# Terrorisme



## eno2

Terrorisme is een begrip dat zich moeilijk precies laat vastpinnen. In de UN zijn ze er naar het schijnt nog steeds niet eens over. Ook bv de witte raciale terreur van Dylann Roof werd niet onmiddelllijk terrorisme genoemd. Politieke bedoelingen schijnen een noodzakelijk bestanddeel te zijn om het over terrorisme te kunnen hebben. Als dat zo is, dan vraag ik me af of het religieus terrorisme van de radicale Islam wel terecht terrorisme genoemd wordt.
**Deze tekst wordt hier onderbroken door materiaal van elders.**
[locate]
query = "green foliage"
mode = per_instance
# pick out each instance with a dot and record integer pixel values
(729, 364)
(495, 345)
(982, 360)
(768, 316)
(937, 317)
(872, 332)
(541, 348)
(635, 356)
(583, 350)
Een paar definities. Alle van de gratis Van Dale online:



> Terroriseren: door wreedheid (stelselmatig) schrik aanjagen
> Terrorisme: het onder druk zetten van een regering of bevolking door daden van terreur
> Terreur: georganiseerd politiek geweld


----------



## bibibiben

De NOS in Nederland noemde de aanslag van Roof wel een terreurdaad.

De papieren Van Dale noemt terreur _georganiseerde geweldpleging ter bereiking van politieke doelen, bewind waarbij de bevolking leeft in voortdurende angst voor moord en geweld._ Ik denk dat je dat _georganiseerde_ wel kunt weglaten. En er is ook zeker niet altijd sprake van een bewind. Bij nogal wat daden van terreur heb je te maken met lieden die in hun eentje opereren. Het zaaien van angst door middel van geweld lijkt de ware kern van terreur te zijn. Het verdere doel komt meestentijds neer op destabilisering van (delen van) het land. Veel politieker dan dat wordt het vaak niet.

Maar ja, het etiketje terreurdaad lijkt toch vooral te worden geplakt op daden van lieden die qua uiterlijk, cultuur of geloof wat verder *v*an de gemiddelde westerse mens staan. Er waren bijvoorbeeld genoeg media die de terreurdaad van Roof reduceerden tot een 'schietpartij'. Tja, treurig.


----------



## ThomasK

Aansluitend bij B's laatste alinea: er zou gebleken zijn dat de rechtse terreur bv. onderschat zou zijn, terwijl die nog meer doden maakt - zo lijkt het toch volgens dat bericht in de 'Metro' onlangs - dan de religieuze. Natuurlijk versterkt de manier waarop media feiten te berde brengen ( opblazen, ... ) bepaalde indrukken of kan zij helpen om die te bagatelliseren (verzwijgen, ...).

Ik denk inderdaad dat de definities hierboven te kort schieten. Eilaas. Het politieke lijkt mij ook wat voorbij; wel een maatschappelijk impact, dacht ik. Ik dacht ook aan een zekere 'blindheid': terreur viseert vaak groepen, maar kiest zowat blind wie het treft. Kwam ter sprake bij de recente moord van een werknemer op zijn baas: doordat hij hem kende, werd de interpretatie 'terreur' even "on hold" gezet, leek mij.


----------



## AllegroModerato

De invulling van het omstreden begrip "terrorisme" is meer een kwestie van politieke dan taalkundige aard. Ik vind dan ook dat deze discussie niet thuishoort op een talenforum.


----------



## ThomasK

Het gaat natuurlijk om definities, en daar raken we de grens tussen linguïstiek en bv. recht of politiek. Om misbruik te verhinderen, is een (minstens deels) taalkundige definitie van het fenomeen nuttig, maar het begrip is vermoedelijk constant in beweging.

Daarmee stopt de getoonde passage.